Barrett’s Esophagus Ablation

Ablation therapy is a treatment for Barrett’s esophagus, a gastrointestinal condition that is closely associated with long-term gastroesophageal reflux disease (GERD). The effects of GERD cause the surface of parts of the esophagus to change, and increases a person’s risk for esophageal cancer. Ablation therapy is a type of minimally invasive procedure (no incisions required/small puncture/low to moderate sedation) performed to destroy the abnormal tissue.

Ablation therapy is an endoscopic procedure. Using a catheter with an endoscope, which is a thin tube with a light and camera on the end that a physician passes through the patient’s mouth, down the throat, and into the esophagus, the physician views the inside of the upper gastrointestinal tract and targets areas of the esophagus for treatment. Through the catheter, intense energy is delivered to the abnormal tissue, which destroys it, slowing or preventing the development of esophageal cancer.

Energy may be delivered in different ways, including radiofrequency ablation, cryotherapy, or hybrid argon plasma coagulation.
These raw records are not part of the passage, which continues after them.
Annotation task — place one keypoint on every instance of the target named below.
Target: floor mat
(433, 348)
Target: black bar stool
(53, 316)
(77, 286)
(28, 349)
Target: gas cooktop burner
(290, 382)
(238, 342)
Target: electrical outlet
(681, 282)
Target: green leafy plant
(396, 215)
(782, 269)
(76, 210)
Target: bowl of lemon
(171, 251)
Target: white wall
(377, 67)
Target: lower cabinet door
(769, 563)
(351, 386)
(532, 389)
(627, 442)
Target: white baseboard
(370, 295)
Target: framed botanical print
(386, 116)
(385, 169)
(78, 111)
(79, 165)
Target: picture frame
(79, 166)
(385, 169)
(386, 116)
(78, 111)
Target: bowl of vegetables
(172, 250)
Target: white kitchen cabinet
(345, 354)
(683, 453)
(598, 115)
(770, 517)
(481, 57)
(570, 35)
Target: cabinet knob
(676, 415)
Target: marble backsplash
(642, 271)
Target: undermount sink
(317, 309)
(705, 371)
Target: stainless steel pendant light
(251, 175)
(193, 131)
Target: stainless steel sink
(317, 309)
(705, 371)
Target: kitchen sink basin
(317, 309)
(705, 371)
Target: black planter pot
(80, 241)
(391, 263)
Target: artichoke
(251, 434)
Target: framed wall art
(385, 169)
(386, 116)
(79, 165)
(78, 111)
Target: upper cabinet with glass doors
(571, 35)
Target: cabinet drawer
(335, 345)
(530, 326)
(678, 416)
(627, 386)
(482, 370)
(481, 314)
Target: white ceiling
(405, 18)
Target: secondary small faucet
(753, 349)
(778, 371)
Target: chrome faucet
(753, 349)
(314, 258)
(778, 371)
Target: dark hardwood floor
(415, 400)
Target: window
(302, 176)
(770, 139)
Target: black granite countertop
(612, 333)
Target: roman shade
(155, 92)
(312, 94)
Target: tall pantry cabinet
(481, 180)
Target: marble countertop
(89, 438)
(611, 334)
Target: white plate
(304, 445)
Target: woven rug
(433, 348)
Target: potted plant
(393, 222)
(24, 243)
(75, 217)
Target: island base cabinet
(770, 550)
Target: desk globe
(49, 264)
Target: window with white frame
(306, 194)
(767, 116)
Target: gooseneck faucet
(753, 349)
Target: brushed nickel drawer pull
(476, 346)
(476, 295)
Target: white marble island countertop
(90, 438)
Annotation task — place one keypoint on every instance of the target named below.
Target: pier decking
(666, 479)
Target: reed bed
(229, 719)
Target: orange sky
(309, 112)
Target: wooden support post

Radiofrequency Ablation (RFA)

Radiofrequency ablation is an FDA-approved technique in which heat energy is used to destroy the abnormal cells. When the area heals, the abnormal cells are replaced by normal esophageal cells. Oftentimes, a few sessions of radiofrequency ablation about 3 months apart are needed to fully remove the damaged cells.

Cryotherapy

  • Also known as cryosurgery or cryoablation, cryotherapy is an FDA-approved technique where a balloon is inflated in the esophagus and nitrous oxide is released within the balloon. The balloon contacts the esophagus lining, freezing it to temperatures that ablate or destroy the superficial lining of the esophagus, and thus removing the Barrett’s. Normal cells grow in its place when the esophagus heals. Usually, one session every three months is required till the Barrett’s is gone. Studies have shown that cryotherapy can be especially useful when radiofrequency ablation (RFA) is not working. It is also less painful than RFA.

Hybrid APC

  • This is a newer FDA-approved technique where the tissue is injected with saline to create a cushion in the deeper layers. The superficial layer is then ablated with argon plasma coagulation (a form of heat therapy). Preliminary studies show this can be very useful when other modalities are failing.